The statements of Sudan President Omar Hassan al-Bashir helps to calm fears over a civil war in the country. Still it does nothing to improve the situation in the Darfur area of Sudan where there has been increase in violence.
From Reuters Alert Net, writer Khaled Abdelaziz gives us the latest on Sudan.
"Today we received these results and we accept and welcome these results because they represent the will of the southern people," President Omar Hassan al-Bashir said in an address on state TV.
The referendum is the climax of a 2005 north-south peace deal that set out to end Africa's longest civil war, reunite the divided country and instil democracy in a land that straddles the continent's Arab-sub Saharan divide.
Bashir's comments allayed fears that the split could reignite conflict over the control of the south's oil reserves.
South Sudan's leader Salva Kiir added to the conciliatory mood by promising he would help Khartoum campaign for the forgiveness of the country's crippling debts and the easing of international trade sanctions in coming months.
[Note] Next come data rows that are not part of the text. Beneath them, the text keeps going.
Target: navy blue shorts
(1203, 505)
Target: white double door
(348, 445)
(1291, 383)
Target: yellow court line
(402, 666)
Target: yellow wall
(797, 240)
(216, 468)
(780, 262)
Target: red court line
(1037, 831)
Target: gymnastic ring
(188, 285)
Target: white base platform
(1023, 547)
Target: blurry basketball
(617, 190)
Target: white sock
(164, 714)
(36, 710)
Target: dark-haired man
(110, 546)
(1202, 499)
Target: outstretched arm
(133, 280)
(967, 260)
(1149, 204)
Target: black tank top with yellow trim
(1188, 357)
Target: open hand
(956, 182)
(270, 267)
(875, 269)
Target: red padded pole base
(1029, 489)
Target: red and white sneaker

Kiir praised Bashir for accepting the result. "President Bashir and (Bashir's northern) National Congress Party deserve a reward," he told a meeting of Sudan's cabinet in Khartoum broadcast on state TV.
Both sides did avoid major outbreaks of violence over the past five years. But they failed to overcome decades of deep mutual distrust to persuade southerners to embrace unity.
Washington has signalled it is ready to remove Sudan from its list of state sponsors of terrorism after a successful referendum, and help in easing crippling trade sanctions.
The West's hands may be tied by the continuing global uproar over Sudan's separate Darfur conflict. Bashir is still living under the threat of arrest warrants issued by the International Criminal Court over charges he orchestrated genocide in Darfur.